The complex character theory of the general linear group over a finite field was described completely by Green using combinatorial means [1]. This was generalised into a geometric setting by the work of Deligne and Lusztig [2] for reductive algebraic groups over a finite field. In this, the group acts on the so called Deligne-Lusztig variety, and by examining the induced action on etale cohomology one can recover all irreducible representations. This method is superior and more enlightening in that it not only constructs the characters but further the representations, in a natural way.The general aim of this project is to apply geometric and cohomological methods such as the above to algebraic problems in representation theory. One possible direction is to study GL_2(F) (or more generally GL_n(F)) and its representations for F a non-Archimedean local field using similar cohomological methods (so called Deligne-Lusztig constructions), perhaps with techniques and methods from finite representation theory used as inspiration. This is already an ongoing field of research, for example in the works of Chen [3], a p-adic Deligne-Lutsztig theory is related to both the local Langlands and Jacquet Langlands correspondence for GL_2(F), and in Ivanov [4] (2020), a new definition of p-adic Deligne-Lusztig spaces is proposed and studied.The group GL_2(F) is an important object of study, being a central object in the local Langlands correspondence. Further, being a prototypical example of p-adic group, constructions for GL_2(F) may well generalise to all or many p-adic groups, besides being interesting in their own right. The active interest in this topic is demonstrated by a search for publications in the last 10 years on mathscinet: the tag "Deligne-Lusztig" returns 177 results and "GL(2)" over 4500, suggesting that this is an active but perhaps understudied approach to the representation theory of GL_2(F).This research complements well with that of Ardakov (supervisor). This project falls within the EPSRC Algebra research area, with applications to Number Theory.

有限域上一般线性群的复特征标理论由Green用组合方法完全描述[1]。通过Deligne和Lusztig[2]关于有限域上的约化代数群的工作，这被推广到几何环境中。在这一点上，群作用于所谓的Deligne-Lusztig簇，并且通过检查对上同调的诱导作用，一个人可以恢复所有不可约表示。

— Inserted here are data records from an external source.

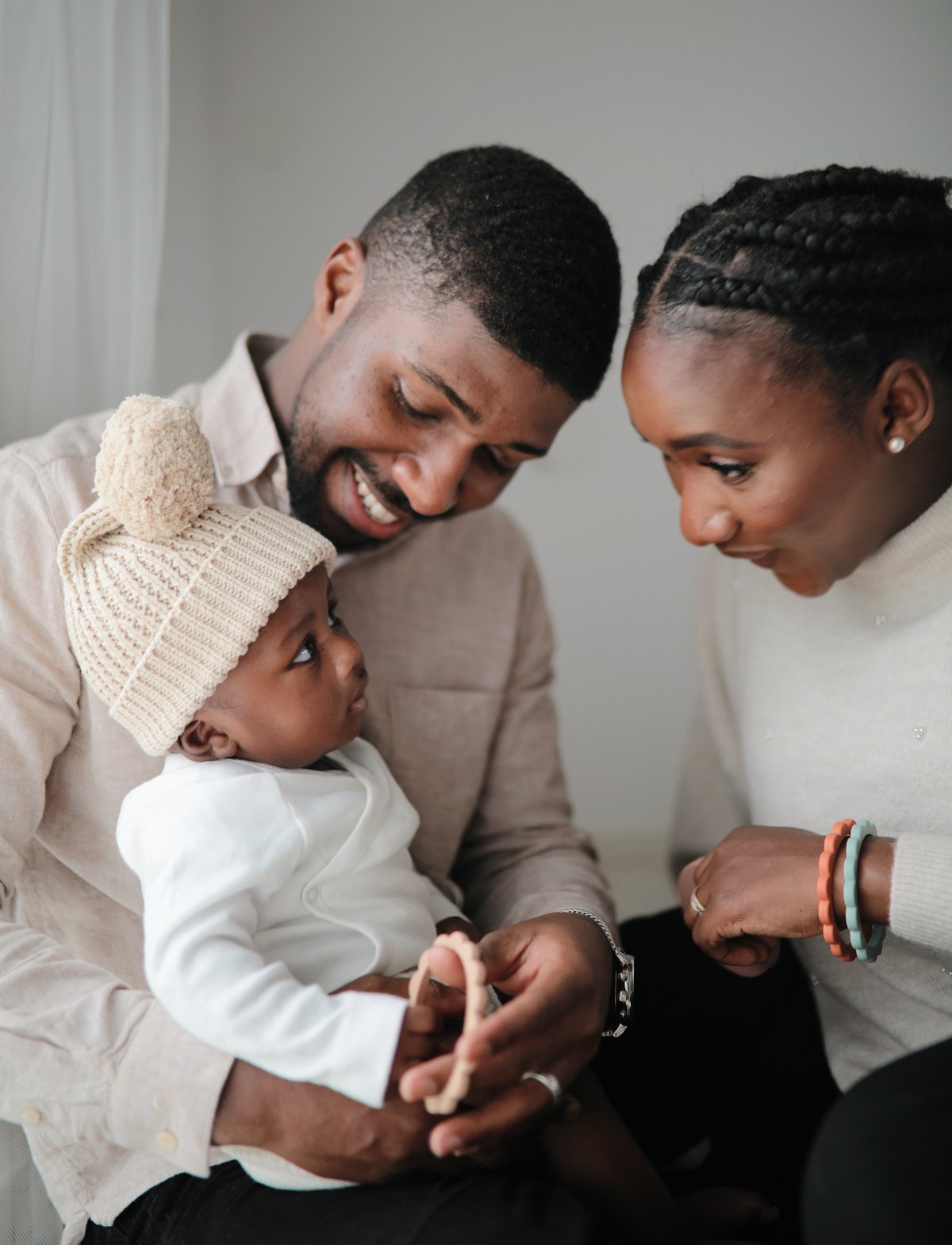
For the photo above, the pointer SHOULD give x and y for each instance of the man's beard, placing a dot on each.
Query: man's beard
(308, 475)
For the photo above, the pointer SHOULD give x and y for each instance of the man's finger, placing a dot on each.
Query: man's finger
(523, 1020)
(426, 1078)
(422, 1020)
(446, 1000)
(523, 1107)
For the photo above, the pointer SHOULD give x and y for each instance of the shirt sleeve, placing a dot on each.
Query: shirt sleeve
(709, 800)
(522, 855)
(78, 1047)
(207, 855)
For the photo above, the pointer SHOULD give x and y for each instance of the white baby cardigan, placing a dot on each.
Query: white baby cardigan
(842, 706)
(264, 890)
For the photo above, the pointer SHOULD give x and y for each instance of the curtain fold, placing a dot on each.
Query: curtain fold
(83, 153)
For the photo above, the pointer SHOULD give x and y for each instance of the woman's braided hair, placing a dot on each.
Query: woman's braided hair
(857, 262)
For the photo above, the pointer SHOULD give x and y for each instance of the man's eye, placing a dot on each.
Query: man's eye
(413, 411)
(306, 652)
(496, 463)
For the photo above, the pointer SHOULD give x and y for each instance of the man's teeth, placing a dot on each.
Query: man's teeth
(376, 511)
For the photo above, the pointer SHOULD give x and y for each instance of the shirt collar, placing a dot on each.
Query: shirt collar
(236, 415)
(242, 431)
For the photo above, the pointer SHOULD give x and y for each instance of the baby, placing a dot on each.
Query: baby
(282, 872)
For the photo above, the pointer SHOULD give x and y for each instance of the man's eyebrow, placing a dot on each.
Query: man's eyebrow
(470, 413)
(711, 439)
(448, 393)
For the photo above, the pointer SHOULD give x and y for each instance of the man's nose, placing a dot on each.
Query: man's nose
(431, 477)
(704, 520)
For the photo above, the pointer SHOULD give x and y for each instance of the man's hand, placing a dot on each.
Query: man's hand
(321, 1131)
(559, 971)
(417, 1043)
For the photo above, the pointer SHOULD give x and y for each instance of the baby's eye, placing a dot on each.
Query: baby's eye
(306, 652)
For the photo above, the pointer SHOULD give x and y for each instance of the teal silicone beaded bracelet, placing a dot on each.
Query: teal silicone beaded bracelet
(866, 943)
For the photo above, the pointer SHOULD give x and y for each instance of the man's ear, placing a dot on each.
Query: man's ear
(339, 284)
(201, 741)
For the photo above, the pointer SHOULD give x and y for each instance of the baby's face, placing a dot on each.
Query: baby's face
(299, 691)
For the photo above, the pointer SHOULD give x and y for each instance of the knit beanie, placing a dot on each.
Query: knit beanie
(164, 588)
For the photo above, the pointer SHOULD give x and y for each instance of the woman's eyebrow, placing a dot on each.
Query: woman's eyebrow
(711, 439)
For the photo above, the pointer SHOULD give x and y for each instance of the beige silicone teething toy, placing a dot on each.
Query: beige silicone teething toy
(474, 973)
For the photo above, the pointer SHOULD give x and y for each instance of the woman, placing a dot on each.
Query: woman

这种方法不仅构造了特征标，而且以自然的方式进一步构造了表示。本项目的总体目标是将上述几何和上同调方法应用于表示论中的代数问题。一个可能的方向是利用类似的上同调方法(所谓的Deligne-Lusztig构造)来研究非阿基米德局部域F的GL_2(F)(或者更广泛地说GL_n(F))及其表示，也许可以借鉴有限表示理论的技巧和方法。这已经是一个正在进行的研究领域，例如，在Chen[3]的工作中，p-adic Deligne-Lutsztig理论与GL_2(F)的局部Langland对应和Jacquet-Lutsztig对应有关；在Ivanov[4](2020)中，提出并研究了p-进Deligne-Lusztig空间的新定义。此外，GL_2(F)的构造作为p-进群的一个典型例子，除了本身有趣之外，还可以很好地推广到所有或许多p-进群。人们对这一主题的浓厚兴趣体现在过去10年在Mathscnet上的一次搜索中：标签“Deligne-Lusztig”返回177个结果，“GL(2)”返回4500个结果，这表明这是一个活跃但可能未被充分研究的GL_2(F)表征理论的方法。这项研究与Ardakov(主管)的研究是很好的补充。这个项目属于EPSRC代数研究领域，以及数论的应用。